Phil Lavoie
J’ai toujours eu une passion pour le skateboard. Quand j’étais plus jeune, je voulais devenir cinéaste de vidéos de skate, car j’ai toujours aimé nous filmer, mes amis et moi, en skate. Au fil du temps, nos vidéos ont gagné en popularité et, en convertissant le nom de notre site web en nom de marque improvisé, on a commencé à vendre quelques t-shirts et casquettes en ligne en utilisant nos sous-sols comme mini-entrepôts. Au cours des dix dernières années, ces quelques t-shirts se sont transformés en centaines et une compagnie de vêtements est née. Aujourd’hui, on vend nos produits à notre magasin à Montréal ainsi que dans plus de quarante pays. Entre-temps, j’ai découvert de nouvelles passions, comme le design et le marketing.
Quand vient le temps de célébrer les artistes ou les entrepreneur·es autochtones, c’est important de souligner le travail de ceux et celles qui mettent de l’avant la culture autochtone millénaire, car il faut le plus possible préserver celle-ci.
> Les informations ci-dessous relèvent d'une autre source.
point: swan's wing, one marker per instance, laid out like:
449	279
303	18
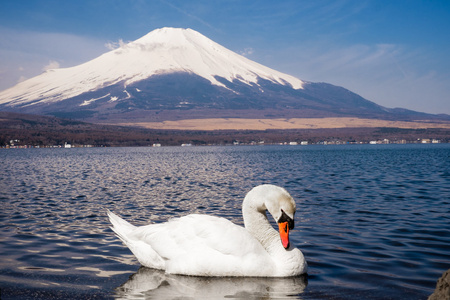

Cependant, et je le dis en toute humilité, je crois que c’est aussi bien de célébrer l’art et le travail des Autochtones qui ne ressemble pas nécessairement à celui de nos ancêtres. Faire des films de skateboard, faire des vêtements urbains, ça n’a pas grand-chose de traditionnel, mais c’est tout aussi authentique.
Autrement dit, plus on en connaît sur notre culture, plus il devient facile de l’intégrer dans notre art. Pour plusieurs raisons, notamment historiques, ce n’est pas tout le monde qui prend son inspiration uniquement dans la culture traditionnelle autochtone. C’est important de rappeler que ces gens-là sont tout aussi autochtones que les autres, peu importe le style d’art qu’ils adoptent.
Si on ne mentionne jamais nos origines, on les oublie, on perd le contact, on se parle moins entre nous… Et on se parle encore moins en abénakis ou dans les autres langues autochtones.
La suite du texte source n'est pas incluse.